(auto-office)=
# The Automated Office

In this chapter, we'll look at a range of ways to automate processes and tasks you might need to undertake in an office context.

Let's import a few of the packages we'll need first. You may need to install some of these; the Chapter on {ref}`code-preliminaries` covers how to install new packages.

In [None]:
import numpy as np
import pandas as pd
from rich import inspect
import matplotlib.pyplot as plt
import matplotlib as mpl
import warnings

# Plot settings
plt.style.use(
    "https://github.com/aeturrell/coding-for-economists/raw/main/plot_style.txt"
)
mpl.rcParams.update({"lines.linewidth": 1.2})

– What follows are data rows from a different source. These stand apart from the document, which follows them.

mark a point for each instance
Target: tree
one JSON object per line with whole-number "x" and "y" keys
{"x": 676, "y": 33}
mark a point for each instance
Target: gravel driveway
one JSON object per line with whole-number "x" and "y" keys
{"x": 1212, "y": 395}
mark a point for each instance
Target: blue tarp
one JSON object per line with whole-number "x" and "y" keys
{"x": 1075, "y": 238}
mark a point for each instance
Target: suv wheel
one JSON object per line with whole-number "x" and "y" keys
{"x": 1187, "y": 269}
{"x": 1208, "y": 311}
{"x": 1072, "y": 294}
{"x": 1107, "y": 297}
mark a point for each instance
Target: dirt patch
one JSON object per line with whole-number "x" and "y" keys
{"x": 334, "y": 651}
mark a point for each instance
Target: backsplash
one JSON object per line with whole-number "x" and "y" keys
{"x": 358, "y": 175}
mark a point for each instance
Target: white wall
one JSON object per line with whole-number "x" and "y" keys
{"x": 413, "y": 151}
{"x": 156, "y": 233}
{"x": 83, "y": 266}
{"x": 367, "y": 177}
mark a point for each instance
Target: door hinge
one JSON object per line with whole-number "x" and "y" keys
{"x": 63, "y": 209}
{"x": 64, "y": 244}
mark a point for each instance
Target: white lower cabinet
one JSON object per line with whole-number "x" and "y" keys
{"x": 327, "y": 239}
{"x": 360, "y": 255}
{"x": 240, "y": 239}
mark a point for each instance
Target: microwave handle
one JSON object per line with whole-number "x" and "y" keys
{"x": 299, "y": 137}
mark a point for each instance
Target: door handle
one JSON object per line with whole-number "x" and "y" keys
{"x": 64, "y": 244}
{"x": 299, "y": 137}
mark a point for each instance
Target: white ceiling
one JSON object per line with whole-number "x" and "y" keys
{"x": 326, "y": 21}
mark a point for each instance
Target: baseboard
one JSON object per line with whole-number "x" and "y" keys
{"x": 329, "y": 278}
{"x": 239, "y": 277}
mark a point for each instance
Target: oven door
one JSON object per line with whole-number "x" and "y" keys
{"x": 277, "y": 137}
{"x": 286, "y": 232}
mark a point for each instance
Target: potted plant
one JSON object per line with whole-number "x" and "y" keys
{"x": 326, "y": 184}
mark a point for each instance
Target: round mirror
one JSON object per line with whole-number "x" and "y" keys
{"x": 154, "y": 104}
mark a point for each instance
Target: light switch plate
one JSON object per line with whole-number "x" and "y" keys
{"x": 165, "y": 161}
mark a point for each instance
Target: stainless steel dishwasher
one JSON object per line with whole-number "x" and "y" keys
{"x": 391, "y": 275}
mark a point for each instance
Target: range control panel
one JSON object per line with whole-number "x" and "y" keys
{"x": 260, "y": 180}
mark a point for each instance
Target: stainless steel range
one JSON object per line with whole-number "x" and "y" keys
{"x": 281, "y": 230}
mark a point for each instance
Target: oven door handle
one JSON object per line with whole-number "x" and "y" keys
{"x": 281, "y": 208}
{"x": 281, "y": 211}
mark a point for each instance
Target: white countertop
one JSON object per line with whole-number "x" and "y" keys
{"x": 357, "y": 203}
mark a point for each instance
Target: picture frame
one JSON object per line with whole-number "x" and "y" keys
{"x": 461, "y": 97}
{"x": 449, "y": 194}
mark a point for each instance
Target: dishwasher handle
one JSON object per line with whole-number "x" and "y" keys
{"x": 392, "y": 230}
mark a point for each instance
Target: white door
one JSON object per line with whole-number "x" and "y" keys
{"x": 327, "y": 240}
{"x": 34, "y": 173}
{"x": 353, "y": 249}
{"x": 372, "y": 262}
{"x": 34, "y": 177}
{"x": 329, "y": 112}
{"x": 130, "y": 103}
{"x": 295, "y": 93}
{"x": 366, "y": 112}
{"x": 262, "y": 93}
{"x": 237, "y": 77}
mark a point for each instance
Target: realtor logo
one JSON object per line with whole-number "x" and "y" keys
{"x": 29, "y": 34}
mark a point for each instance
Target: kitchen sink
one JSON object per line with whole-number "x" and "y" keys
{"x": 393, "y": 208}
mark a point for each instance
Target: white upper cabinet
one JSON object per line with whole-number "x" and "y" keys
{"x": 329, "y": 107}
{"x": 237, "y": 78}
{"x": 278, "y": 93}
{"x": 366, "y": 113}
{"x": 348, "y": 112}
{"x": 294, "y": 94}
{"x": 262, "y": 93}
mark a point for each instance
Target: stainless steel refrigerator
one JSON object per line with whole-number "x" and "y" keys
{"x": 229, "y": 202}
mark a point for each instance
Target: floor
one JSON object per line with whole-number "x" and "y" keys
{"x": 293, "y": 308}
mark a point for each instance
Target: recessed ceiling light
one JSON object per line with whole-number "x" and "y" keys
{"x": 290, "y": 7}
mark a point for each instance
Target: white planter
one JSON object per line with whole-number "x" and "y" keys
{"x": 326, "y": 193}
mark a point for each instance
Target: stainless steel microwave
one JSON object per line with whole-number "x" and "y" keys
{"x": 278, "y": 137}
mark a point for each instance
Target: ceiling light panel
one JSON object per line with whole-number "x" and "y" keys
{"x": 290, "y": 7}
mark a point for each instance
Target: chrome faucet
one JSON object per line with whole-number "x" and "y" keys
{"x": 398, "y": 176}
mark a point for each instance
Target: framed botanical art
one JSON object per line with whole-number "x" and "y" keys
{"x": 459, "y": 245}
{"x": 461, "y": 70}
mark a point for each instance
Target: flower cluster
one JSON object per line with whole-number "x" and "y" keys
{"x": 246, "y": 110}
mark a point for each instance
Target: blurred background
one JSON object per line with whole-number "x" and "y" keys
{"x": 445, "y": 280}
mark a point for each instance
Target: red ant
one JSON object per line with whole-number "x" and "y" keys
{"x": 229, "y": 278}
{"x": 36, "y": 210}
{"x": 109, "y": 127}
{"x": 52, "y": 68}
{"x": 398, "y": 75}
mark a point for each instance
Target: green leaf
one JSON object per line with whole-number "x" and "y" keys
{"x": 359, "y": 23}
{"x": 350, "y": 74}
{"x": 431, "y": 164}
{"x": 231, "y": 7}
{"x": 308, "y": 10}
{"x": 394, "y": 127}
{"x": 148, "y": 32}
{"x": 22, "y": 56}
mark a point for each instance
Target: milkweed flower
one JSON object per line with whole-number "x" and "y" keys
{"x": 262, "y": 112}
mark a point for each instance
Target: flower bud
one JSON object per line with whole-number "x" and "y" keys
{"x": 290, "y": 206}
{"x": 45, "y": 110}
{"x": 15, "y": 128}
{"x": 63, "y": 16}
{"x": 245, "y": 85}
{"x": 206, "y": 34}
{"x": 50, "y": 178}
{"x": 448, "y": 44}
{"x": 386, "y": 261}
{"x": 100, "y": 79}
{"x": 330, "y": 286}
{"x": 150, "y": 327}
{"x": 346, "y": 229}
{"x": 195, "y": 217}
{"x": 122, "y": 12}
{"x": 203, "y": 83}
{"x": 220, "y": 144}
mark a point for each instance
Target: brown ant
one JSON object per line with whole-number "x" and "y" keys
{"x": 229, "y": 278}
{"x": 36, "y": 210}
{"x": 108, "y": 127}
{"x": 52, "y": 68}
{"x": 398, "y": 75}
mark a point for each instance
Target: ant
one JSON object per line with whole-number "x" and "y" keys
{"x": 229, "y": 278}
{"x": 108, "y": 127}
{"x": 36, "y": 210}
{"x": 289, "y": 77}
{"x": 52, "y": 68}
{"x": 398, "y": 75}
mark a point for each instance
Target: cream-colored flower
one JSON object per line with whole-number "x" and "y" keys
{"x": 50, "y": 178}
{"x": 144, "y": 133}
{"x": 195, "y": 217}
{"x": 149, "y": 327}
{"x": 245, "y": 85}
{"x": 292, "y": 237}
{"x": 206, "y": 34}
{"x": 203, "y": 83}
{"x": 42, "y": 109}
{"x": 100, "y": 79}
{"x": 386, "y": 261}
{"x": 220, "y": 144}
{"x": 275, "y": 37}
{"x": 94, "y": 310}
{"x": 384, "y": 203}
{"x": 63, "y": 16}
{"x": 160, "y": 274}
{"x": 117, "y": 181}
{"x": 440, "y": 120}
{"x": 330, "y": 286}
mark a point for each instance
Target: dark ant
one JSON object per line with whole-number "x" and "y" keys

# Pandas: Set max rows displayed for readability
pd.set_option("display.max_rows", 8)

# Set seed for random numbers
seed_for_prng = 78557
prng = np.random.default_rng(seed_for_prng)  # prng=probabilistic random number generator
# Turn off warnings
warnings.filterwarnings('ignore')

## Files

Python is sometimes thought of as a 'glue' language because it can glue together lots of different functionalities (including calling other languages). The ins and outs of your operating system are no different.

The single most important module for manipulating files in Python is `os`, which interacts with your operating system and is built-in to Python (so no need for a separate install). Let's start by getting the current working directory (`getcwd()`) for the kernel (this will be whatever computer the code is being run on).

In [None]:
import os

os.getcwd()

`os` can be used to create files and directories, for example `os.mkdir()` creates a new directory (but throws an error if it already exists). There are also commands to remove files, which should of course be used with care!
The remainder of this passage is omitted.